Combine the sugar, vinegar, and red pepper flakes in a small pot (use the dirty one from the pickled onion brine) and bring to a boil over highish heat. Turn the heat down and simmer until the sauce gets syrupy, around 3-4 minutes (or until you remember that you forgot about it because of the house filling with choking smoke). Set this aside. 

In a wok or large, heavy, flat-bottomed skillet (I use the latter because my crappy wok sometimes makes everything taste like you cooked up a big batch of nickels), heat the oil over high heat until it’s shimmering, about 1 minute. Add the broccoli to the pan (it will spatter), and sprinkle with the salt and pepper, and then leave it alone for 2 to 3 minutes. Myers + Chang actually recommends walking away so that you won’t be tempted to stir or otherwise fuss with it, and I think this is great advice!

Once they’re charred on the bottom, cook them another 3 or so minutes, stirring a bit every minute or so, until they’re charred all over and the oil has more or less disappeared. If the broccoli is crisp tender by this point, great. Otherwise, add a couple tablespoons of water and cook, shaking the pan, until it’s cooked to your liking.

Put the broccoli in your serving bowl and toss it with the sauce, the onions (drain them first), and mint. Serve right away, or wait a bit, or serve it cold out of the fridge. It’s really, really good.

Pink Pickled Onions
The original recipe calls for shallots, and unseasoned rice vinegar. Whatevs. I figure that, because I don’t want to wait for the liquid to cool down, I can put an ice cube in it and thereby cool and slightly dilute it simultaneously!!!

¼ cup white vinegar
1 tablespoon sugar
2 teaspoons kosher salt
1 garlic clove, smashed and peeled
1 smallish red onion, halved and thinly sliced (or 2 thinly sliced shallots)

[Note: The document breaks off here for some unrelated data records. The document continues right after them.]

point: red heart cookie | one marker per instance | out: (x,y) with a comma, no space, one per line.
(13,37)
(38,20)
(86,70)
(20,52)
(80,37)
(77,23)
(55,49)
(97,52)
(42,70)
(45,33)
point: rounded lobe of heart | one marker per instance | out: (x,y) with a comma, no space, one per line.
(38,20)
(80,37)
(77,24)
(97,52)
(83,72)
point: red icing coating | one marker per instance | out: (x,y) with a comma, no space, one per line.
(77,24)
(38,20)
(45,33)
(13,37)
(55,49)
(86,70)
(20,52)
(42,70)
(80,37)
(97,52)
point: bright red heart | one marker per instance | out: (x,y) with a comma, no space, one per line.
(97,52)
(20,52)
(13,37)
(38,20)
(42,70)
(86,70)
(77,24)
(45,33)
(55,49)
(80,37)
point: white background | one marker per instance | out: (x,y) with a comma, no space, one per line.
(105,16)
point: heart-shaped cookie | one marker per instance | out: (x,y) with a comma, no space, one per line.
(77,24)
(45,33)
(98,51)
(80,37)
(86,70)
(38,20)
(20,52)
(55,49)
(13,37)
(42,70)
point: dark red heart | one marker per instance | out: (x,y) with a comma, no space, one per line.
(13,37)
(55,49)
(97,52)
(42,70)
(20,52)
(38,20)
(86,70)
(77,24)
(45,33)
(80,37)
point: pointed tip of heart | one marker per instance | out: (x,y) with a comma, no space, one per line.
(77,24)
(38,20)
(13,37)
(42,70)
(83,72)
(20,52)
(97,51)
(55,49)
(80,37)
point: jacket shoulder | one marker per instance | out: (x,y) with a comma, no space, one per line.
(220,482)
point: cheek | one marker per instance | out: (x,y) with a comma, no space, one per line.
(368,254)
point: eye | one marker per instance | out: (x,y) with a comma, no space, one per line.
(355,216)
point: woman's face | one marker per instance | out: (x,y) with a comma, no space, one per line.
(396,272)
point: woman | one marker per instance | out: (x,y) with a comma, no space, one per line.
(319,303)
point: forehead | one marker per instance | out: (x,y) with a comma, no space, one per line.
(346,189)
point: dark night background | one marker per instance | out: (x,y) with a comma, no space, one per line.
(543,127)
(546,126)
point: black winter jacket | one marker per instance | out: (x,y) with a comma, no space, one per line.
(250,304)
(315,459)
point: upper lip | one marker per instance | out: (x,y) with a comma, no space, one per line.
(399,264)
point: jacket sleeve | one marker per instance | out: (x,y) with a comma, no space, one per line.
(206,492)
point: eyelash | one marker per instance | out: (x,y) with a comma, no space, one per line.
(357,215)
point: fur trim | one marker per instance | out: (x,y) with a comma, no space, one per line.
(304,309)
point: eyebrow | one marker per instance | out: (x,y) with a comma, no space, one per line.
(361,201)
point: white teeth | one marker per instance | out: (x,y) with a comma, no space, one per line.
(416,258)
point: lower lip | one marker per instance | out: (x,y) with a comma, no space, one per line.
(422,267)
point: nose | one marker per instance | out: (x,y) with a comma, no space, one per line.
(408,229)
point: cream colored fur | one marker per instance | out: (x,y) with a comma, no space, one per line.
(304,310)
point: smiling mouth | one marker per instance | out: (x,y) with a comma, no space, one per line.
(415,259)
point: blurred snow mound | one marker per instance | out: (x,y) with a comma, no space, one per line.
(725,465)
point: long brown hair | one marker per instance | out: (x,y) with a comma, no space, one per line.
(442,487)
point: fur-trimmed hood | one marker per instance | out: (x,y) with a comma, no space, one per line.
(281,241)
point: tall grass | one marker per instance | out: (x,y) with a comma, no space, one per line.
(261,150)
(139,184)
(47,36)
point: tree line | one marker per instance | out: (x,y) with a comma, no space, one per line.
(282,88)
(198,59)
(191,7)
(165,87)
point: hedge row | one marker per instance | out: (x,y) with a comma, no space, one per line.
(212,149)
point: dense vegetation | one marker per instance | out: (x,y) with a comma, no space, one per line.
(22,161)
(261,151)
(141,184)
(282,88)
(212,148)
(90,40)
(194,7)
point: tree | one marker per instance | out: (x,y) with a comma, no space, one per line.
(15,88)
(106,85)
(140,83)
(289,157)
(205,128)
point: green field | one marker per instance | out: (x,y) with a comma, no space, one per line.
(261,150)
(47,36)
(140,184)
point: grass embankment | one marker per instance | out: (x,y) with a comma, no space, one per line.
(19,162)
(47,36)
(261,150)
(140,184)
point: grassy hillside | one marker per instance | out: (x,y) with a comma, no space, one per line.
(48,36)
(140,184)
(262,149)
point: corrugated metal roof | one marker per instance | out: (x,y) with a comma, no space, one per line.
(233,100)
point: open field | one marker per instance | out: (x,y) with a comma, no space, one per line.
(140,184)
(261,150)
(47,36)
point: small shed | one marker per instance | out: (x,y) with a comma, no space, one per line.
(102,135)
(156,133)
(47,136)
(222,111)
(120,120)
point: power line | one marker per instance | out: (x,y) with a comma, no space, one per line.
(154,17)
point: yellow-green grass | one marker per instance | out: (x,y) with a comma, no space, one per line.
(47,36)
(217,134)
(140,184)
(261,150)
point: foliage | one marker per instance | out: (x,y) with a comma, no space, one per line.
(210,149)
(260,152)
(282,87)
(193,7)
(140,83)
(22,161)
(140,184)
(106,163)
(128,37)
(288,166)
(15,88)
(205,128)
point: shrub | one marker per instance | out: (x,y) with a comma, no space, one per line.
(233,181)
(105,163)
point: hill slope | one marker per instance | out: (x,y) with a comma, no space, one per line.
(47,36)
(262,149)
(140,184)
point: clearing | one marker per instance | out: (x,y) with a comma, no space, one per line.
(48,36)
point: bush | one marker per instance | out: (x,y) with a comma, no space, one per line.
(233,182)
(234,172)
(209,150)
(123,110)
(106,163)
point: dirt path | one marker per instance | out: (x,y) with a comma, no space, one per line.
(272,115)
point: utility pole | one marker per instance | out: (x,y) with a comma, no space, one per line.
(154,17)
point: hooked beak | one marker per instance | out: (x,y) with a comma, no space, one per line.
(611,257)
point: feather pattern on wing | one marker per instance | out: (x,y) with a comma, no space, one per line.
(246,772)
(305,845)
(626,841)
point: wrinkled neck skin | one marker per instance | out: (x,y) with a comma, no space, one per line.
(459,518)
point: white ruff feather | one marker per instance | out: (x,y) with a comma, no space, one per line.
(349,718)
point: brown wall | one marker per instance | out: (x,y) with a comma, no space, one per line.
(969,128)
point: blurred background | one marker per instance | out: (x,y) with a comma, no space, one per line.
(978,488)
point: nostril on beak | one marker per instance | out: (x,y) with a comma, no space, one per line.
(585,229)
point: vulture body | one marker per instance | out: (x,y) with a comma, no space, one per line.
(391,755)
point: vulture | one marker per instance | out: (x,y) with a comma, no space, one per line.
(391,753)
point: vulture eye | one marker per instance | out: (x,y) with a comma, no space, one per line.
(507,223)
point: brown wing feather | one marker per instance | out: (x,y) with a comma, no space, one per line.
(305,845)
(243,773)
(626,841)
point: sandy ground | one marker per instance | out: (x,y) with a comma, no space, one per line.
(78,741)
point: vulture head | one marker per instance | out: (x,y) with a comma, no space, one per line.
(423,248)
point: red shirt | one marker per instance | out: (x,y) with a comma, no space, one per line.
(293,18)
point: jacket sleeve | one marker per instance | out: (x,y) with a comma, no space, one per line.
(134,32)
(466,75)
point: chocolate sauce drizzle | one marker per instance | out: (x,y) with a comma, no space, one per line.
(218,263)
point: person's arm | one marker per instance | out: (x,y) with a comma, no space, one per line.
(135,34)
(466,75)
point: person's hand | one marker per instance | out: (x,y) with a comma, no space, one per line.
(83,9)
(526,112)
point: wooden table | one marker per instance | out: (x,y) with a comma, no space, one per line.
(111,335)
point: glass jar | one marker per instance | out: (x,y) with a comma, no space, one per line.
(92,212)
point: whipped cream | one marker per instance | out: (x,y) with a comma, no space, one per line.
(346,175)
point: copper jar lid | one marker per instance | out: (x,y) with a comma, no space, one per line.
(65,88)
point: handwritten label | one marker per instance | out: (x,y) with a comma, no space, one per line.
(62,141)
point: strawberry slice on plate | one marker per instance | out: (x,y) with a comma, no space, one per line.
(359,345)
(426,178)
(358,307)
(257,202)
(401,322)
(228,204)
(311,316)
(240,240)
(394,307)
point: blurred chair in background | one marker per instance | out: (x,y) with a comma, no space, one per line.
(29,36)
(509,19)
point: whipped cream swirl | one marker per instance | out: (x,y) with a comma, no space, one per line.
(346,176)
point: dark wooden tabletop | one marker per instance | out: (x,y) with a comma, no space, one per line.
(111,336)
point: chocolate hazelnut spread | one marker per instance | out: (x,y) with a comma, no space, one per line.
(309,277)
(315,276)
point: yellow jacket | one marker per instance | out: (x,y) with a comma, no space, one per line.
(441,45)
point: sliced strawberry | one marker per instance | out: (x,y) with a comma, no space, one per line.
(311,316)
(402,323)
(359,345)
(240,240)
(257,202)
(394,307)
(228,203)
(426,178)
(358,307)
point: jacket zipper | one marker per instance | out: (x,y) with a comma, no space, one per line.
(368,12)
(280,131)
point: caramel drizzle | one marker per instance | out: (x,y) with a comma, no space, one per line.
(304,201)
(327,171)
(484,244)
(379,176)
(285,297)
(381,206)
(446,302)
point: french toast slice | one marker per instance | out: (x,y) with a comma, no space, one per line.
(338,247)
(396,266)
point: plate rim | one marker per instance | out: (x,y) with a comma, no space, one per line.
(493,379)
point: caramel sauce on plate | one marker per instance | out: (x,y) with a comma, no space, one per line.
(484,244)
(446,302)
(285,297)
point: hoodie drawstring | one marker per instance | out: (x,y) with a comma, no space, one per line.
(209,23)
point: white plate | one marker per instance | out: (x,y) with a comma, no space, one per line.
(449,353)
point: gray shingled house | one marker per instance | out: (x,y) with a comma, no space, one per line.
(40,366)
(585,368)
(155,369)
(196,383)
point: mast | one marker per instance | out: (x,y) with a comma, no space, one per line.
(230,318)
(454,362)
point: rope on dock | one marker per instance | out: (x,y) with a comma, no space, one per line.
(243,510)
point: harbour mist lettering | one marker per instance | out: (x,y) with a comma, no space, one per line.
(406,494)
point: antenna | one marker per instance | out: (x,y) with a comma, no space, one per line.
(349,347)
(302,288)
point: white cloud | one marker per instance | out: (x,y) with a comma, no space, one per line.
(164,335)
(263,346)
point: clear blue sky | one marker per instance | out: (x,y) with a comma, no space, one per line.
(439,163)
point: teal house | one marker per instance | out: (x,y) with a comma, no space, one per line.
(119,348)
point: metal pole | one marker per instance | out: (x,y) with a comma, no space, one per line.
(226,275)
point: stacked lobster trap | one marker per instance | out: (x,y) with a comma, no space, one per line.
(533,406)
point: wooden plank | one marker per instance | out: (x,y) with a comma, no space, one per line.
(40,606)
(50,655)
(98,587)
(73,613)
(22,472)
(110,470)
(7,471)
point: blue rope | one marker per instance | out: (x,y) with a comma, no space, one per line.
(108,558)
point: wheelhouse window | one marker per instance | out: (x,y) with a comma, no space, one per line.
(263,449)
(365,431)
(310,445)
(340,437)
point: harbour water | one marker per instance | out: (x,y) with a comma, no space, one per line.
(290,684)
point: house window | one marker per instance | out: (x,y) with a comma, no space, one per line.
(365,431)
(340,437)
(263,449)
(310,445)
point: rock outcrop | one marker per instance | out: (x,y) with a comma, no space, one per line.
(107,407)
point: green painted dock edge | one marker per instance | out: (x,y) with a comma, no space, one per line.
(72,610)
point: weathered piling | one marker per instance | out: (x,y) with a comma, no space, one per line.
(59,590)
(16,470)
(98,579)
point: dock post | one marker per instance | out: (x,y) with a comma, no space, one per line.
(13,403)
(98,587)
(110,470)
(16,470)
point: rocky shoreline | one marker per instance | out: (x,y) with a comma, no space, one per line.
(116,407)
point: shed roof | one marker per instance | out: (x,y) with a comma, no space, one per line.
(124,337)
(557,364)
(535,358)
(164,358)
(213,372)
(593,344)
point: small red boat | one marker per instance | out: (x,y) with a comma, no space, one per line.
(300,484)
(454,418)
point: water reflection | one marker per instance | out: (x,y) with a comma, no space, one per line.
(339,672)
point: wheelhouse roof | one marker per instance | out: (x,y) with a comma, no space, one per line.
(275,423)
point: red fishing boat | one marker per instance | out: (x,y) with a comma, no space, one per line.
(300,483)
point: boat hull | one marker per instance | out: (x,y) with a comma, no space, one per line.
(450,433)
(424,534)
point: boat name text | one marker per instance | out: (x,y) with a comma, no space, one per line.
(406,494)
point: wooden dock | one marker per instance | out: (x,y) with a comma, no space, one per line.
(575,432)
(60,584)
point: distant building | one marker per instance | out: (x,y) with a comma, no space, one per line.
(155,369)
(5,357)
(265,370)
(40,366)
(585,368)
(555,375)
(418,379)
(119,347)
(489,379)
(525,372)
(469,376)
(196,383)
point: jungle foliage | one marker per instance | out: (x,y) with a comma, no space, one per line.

Combine the vinegar, sugar, salt, and garlic in a small pot and heat over medium-high heat just until everything’s dissolved. Let it cool, or dissolve an ice cube in it, then pour it over the onions which you have put in a mason jar, then stick this in the fridge for at least an hour, but ideally more like 4 hours, and up to a week. It may not look like enough liquid, but when you check back a bit later, you can shake it around, and it will probably have become enough. (Metaphor! But what for?)